A review of Alberta government royalties says Canada’s chief natural gas and oil-producing jurisdiction must accept and cope with painful reality that the shale revolution turned its prime export customer into a rival supplier.

“The United States is going to be our competitor,” review panel Chairman Dave Mowat told crowded meetings in the provincial corporate capital, Calgary, and political capital Edmonton. “One thing we are very aware of is the industry has changed dramatically.”

The royalty review is a government counterpart to industry efforts to adapt by breaking into overseas markets with 26 liquefied natural gas (LNG) export projects and proposals for new oil pipelines to tanker docks on Canada’s Pacific and Atlantic coasts.

In Canadian industry forecasts, campaigns in Washington, DC, to end prohibition against U.S. overseas exports raise the possibility that U.S. competition for gas sales in Ontario and Quebec will spread to international oil markets.

A steep decline in the Alberta treasury’s revenues from provincial government-owned natural resources highlights the scale of change driven by shale gas abundance that cut prices, shrank exports to the United States and accelerated eastern Canadian imports.

On the eve of the shale revolution — in the government fiscal year of April 1, 2005, to March 31, 2006 — Alberta treasury resource revenues hit C$14.4 billion (US$11 billion). The gravy included C$8.3 billion (US$6.4 billion) in natural gas royalties alone, plus C$3.4 billion (US$2.6 billion) from gas and oil lease auctions.

For the current 2015-2016 fiscal term the treasury take is forecast to be down from the 2005-2006 peak by 75% to C$3.6 billion (US$2.8 billion). Gas royalties have all but vanished by shrinking to C$392 million (US$302 million). Lease auctions, a barometer of industry intentions, have also shriveled to C$157 million (US$121 million). Growing oilsands plants, recognized as high-cost producers by royalties that apply only to after-expenses profits, will not offset the losses.
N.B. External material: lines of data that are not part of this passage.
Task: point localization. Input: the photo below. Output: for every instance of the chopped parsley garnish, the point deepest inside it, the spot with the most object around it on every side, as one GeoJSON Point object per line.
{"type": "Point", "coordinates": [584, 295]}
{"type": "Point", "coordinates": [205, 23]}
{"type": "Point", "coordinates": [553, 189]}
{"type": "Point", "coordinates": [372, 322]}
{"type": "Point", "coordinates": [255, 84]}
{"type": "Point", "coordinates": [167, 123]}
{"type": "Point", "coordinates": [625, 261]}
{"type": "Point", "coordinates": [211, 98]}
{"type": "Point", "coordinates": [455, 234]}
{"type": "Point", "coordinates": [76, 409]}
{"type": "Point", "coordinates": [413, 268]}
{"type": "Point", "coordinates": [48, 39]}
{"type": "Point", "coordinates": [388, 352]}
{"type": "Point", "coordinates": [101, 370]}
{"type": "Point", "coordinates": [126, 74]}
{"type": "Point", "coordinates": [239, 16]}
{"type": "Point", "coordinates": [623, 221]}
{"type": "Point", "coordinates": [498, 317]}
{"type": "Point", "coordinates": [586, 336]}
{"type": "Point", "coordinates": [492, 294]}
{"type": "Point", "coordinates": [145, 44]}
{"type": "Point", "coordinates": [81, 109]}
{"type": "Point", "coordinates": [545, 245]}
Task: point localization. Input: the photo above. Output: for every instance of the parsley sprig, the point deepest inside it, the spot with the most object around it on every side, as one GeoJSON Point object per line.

At a crowded meeting in the downtown heart of corporate Calgary, the response to the review panel appointed by the left-leaning New Democratic Party regime elected in May was tinged with right-wing political frustration. A message in bold, uppercase letters written on flip charts meant to collect public goals for royalties expressed widespread suspicion that the exercise is a prelude to a radical money grab: “NDP IDEOLOGY WILL BE THE ECONOMIC END OF ALBERTA.”

The new regime will announce its first budget on Oct. 27. So far the only moves on industry have been a two percentage-point rise in corporate income tax on profitable firms to 12% and enactment of phased increases to carbon emissions penalties that also figured in the former Conservative regime’s climate change policy.

The NDP, which in Alberta has more populist than socialist roots, infused the four-member royalty review panel with business and financial sensitivity. Chairman Mowat is president of Alberta Treasury Branches, a government-owned bank with a clientele of home grown firms in the gas and oil industry. Peter Tertzakian is chief energy economist of Calgary investment house ARC Financial. Leona Hanson is a project management consultant and mayor of a northern Alberta gas- and oilfield service center, Beaverlodge. Annette Trimbee is a former Alberta deputy finance minister.

The review panel’s budget of C$3-3.5 million (US$2.3-2.7 million) includes technical consulting services by Wood Mackenzie and a senior Calgary engineering and earth sciences firm, GLJ Petroleum.

The goal is a durable “framework” policy to “optimize” Alberta’s government-owned resource endowment by collecting a fair public share of production revenues flexibly, in a way that also helps industry cope with fat and lean times, Mowat emphasized. His agenda calls for a report by the end of this year. The government has allowed itself plenty of time to respond by pledging to refrain from making royalty changes until 2017.